Un cambio significativo en el paisaje urbano
El Ayuntamiento de Madrid ha dado inicio a un ambicioso proyecto que transformará la emblemática calle Alcalá, creando un bulevar que promete revalorizar esta importante arteria de la ciudad. A partir del lunes 2 de febrero, los trabajos comenzarán entre la Plaza de la Independencia y Cibeles, marcando el inicio de una nueva era para este icónico espacio.
La vicealcaldesa Inma Sanz ha confirmado que, si las condiciones meteorológicas lo permiten, se reducirán dos carriles en cada sentido para facilitar las obras. Esta decisión busca mitigar las molestias al tráfico en una zona que ya enfrenta múltiples proyectos simultáneos. El plan contempla dejar gran parte de las obras más complejas para los meses de verano, cuando el flujo vehicular es menor.
Uno de los objetivos principales del proyecto es hacer completamente accesible la Puerta de Alcalá al público. La intervención incluirá la creación de un paseo central de 3,8 metros y un carril bici segregado en el lado sur, promoviendo así una movilidad más sostenible y amigable con los peatones. Además, se ampliará la acera norte, que es utilizada por miles de ciudadanos a diario.

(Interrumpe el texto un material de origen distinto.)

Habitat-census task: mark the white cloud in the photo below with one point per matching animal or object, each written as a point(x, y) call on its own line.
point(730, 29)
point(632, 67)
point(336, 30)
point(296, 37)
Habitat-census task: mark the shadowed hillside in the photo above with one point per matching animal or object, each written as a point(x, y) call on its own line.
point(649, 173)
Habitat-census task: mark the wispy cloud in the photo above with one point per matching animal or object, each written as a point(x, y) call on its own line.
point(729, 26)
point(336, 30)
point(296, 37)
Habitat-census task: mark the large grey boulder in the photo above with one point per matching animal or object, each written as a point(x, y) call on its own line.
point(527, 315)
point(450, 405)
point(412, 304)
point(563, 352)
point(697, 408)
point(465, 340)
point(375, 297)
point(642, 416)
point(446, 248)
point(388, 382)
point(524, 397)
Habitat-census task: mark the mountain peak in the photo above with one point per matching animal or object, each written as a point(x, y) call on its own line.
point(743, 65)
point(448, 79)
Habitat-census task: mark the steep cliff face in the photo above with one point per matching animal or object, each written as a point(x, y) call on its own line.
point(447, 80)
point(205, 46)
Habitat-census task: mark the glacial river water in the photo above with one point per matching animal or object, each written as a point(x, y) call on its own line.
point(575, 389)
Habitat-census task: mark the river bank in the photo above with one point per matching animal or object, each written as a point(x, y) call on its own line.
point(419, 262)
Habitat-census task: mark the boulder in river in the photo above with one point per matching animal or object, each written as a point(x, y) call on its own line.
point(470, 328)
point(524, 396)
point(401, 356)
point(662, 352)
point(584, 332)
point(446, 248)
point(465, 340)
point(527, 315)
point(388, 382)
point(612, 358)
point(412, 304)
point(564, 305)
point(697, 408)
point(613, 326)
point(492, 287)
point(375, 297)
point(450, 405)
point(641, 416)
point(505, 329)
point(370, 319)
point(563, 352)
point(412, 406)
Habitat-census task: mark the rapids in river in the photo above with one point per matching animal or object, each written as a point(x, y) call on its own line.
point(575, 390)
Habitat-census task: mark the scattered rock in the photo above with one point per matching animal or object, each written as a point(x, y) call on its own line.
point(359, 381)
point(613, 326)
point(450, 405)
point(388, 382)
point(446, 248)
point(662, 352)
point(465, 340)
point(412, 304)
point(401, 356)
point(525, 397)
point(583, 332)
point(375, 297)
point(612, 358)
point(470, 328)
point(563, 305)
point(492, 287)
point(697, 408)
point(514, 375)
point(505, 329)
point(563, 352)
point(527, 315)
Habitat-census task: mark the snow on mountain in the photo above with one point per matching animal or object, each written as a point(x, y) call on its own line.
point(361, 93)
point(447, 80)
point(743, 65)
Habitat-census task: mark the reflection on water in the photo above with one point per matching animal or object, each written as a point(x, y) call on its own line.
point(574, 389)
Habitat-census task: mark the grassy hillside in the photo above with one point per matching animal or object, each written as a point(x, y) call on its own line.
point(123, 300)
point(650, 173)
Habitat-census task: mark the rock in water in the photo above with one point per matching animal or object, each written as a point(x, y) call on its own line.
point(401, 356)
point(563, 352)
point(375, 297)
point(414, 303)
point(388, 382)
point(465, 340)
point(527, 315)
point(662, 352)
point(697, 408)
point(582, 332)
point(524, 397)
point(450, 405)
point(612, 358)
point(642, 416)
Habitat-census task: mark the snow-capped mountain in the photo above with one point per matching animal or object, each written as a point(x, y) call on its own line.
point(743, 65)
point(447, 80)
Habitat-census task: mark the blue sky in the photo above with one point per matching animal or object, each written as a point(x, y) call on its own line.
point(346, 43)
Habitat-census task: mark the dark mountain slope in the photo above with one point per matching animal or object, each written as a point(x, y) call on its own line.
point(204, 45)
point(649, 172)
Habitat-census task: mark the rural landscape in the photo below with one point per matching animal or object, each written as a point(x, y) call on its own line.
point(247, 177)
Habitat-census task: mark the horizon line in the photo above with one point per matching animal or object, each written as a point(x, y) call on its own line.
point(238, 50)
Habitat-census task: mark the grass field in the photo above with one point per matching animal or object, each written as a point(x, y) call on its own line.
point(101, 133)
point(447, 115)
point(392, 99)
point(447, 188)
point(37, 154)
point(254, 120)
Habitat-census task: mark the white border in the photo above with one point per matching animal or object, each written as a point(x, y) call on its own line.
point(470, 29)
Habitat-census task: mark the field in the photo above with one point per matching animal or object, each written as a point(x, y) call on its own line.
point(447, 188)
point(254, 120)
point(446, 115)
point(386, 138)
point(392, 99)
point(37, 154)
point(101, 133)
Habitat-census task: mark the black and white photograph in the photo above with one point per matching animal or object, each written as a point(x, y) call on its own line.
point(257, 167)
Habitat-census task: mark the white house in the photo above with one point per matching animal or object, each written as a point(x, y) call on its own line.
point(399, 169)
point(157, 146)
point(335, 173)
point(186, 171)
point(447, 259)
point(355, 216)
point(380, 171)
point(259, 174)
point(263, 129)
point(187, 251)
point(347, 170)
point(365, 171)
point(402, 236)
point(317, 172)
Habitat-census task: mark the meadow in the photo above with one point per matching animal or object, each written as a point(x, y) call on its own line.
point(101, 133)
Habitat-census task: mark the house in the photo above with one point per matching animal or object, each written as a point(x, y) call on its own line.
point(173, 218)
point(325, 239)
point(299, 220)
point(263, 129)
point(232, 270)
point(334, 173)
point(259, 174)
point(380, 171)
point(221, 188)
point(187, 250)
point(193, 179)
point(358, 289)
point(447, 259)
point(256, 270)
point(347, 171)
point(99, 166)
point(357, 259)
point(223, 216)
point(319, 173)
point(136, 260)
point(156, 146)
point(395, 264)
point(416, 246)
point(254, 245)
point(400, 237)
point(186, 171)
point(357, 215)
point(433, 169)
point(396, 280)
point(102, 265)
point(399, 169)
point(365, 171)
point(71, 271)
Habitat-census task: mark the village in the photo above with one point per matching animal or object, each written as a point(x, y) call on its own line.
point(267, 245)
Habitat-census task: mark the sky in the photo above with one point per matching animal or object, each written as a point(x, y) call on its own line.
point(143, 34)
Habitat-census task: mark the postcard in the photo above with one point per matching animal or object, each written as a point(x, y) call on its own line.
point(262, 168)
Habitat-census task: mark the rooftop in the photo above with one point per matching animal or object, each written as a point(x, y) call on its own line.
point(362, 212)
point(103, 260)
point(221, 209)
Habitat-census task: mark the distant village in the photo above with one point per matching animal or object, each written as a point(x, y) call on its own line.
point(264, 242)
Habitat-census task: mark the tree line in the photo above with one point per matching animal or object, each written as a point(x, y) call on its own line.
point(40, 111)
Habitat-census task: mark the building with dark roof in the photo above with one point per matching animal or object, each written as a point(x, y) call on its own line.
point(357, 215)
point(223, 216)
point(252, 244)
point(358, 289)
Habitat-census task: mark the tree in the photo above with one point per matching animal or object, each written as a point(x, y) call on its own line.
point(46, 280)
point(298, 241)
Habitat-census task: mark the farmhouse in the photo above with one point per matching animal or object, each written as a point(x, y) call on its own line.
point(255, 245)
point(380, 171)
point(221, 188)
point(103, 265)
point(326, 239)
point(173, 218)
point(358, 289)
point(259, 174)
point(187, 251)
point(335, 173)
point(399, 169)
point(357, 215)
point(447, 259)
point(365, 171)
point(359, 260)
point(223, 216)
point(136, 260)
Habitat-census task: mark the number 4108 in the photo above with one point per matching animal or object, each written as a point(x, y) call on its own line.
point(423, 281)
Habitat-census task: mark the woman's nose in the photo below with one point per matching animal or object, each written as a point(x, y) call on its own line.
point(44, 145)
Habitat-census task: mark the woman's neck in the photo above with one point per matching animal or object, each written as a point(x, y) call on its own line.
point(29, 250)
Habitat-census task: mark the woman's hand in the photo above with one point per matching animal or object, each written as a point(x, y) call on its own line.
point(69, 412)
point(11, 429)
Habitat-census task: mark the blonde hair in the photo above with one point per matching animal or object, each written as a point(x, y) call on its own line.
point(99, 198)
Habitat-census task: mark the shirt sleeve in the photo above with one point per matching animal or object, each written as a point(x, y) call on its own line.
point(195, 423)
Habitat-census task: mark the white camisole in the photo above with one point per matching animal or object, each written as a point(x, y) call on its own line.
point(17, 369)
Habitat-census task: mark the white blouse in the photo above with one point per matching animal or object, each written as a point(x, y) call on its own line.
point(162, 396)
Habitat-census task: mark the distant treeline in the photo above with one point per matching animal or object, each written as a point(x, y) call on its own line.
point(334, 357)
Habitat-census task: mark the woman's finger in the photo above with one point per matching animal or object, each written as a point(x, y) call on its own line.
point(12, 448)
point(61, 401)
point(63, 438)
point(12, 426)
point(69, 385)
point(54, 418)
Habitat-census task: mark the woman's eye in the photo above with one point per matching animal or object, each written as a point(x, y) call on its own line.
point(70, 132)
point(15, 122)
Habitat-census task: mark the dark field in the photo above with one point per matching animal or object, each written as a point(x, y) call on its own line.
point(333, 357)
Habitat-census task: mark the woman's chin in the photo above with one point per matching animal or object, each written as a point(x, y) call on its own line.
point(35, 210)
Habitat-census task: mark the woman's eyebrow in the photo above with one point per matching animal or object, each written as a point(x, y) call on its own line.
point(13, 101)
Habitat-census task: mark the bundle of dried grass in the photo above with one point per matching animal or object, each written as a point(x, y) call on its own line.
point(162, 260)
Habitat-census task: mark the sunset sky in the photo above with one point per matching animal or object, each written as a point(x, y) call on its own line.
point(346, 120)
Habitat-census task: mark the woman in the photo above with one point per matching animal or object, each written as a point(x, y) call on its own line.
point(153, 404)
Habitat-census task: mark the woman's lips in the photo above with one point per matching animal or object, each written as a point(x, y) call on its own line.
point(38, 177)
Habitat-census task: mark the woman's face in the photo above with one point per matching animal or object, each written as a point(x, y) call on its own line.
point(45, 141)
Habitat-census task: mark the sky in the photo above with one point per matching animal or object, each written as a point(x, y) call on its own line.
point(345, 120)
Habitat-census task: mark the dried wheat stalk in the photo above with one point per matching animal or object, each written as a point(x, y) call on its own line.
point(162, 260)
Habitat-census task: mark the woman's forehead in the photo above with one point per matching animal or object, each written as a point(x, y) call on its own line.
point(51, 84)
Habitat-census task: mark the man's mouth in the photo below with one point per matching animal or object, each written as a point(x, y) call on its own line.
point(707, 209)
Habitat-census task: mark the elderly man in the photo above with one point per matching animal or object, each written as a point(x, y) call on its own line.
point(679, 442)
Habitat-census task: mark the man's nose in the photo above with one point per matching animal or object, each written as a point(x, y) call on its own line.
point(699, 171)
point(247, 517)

La transformación no solo se centrará en mejorar la infraestructura vial; también se prevé recuperar la histórica doble alineación de arbolado con la plantación de 57 nuevos árboles. Este esfuerzo por aumentar las áreas verdes contribuirá a embellecer aún más el entorno y ofrecer espacios agradables para los transeúntes.
A medida que avancen las obras, se implementarán cambios significativos en cómo circulan los vehículos por esta zona. Se reducirán los carriles disponibles para automóviles a favor del transporte público y se crearán nuevas conexiones entre ciclovías y áreas peatonales. En total, se intervendrán 405 metros lineales entre dos monumentos reconocidos por la UNESCO como Patrimonio de la Humanidad.
Aunque actualmente no hay planes específicos sobre cómo manejar el tráfico durante las obras, este proyecto representa un paso importante hacia una Madrid más accesible y sostenible. Con estas mejoras urbanas, se espera no solo revitalizar uno de los puntos más emblemáticos de Madrid sino también fomentar un uso más responsable del espacio urbano.